Lançado na recentemente na Índia, o Honda Elevate foi registrado no Instituto Nacional da Propriedade Industrial (INPI). Embora o modelo tenha potencial para competir numa faixa de preços inferior à do HR-V, isso não significa que ele será vendido no Brasil, uma vez que é comum os fabricantes registrarem veículos no país para resguardar os direitos de componentes e tecnologias.
Caso seja lançado no mercado brasileiro, o Elevate competiria com as versões de entrada e intermediárias de modelos, como Hyundai Creta, Jeep Renegade e Volkswagen T-Cross, por exemplo.

Medindo 4,31 metros de comprimento, 1,79 m de largura e 1,65 m de altura, o Honda Elevate tem praticamente o mesmo porte do HR-V, embora o seu entre-eixos de 2,65 m seja 4 cm maior que o do “irmão mais velho”. O porta-malas de 458 litros, por sua vez, é 105 litros mais espaçoso que o do HR-V.

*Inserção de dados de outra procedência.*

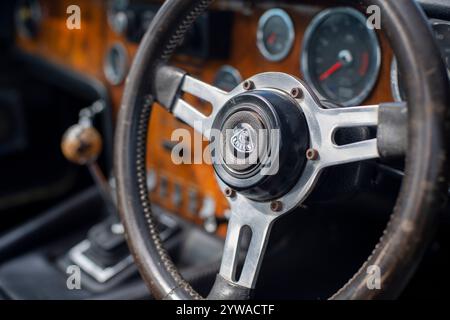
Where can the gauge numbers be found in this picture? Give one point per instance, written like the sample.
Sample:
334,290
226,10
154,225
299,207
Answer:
275,35
341,56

Entretanto, o visual não é dos mais atraente. A dianteira alta chama a atenção pela grade avantajada que separa os faróis estreitos. A traseira com lanternas interligadas por uma barra horizontal chega a lembrar a do Volkswagen T-Cross. Na versão mais cara vendida na Índia, o SUV é equipado com rodas de liga leve de 17 polegadas com pintura bicolor.
O interior lembra o do City, com a vantagem de poder contar com carregador de celular por indução e teto solar na configuração mais completa. O Honda Elevate pode receber o pacote de assistências Honda Sensing, com controle de cruzeiro adaptativo, frenagem autônoma emergencial e assistente de permanência em faixa.

Painel de instrumentos digital de 7”, central multimídia de 10,25” e ar-condicionado automático digital também fazem parte da lista de equipamentos do SUV.
A única motorização disponível é a 1.5 aspirada a gasolina, que gera 112 cv de potência e 14,7 kgfm de torque, que pode ser combinada a um câmbio manual de seis marchas ou automático CVT com simulação de sete velocidades. Para o Brasil, o SUV teria de receber o motor 1.5 aspirado com injeção direta de 125 cv do City.

A Honda diz que uma variante híbrida está descartada devido ao alto custo de produção, principalmente por se tratar de um modelo destinado a mercados emergentes. Porém, uma versão elétrica está prevista para os próximos anos.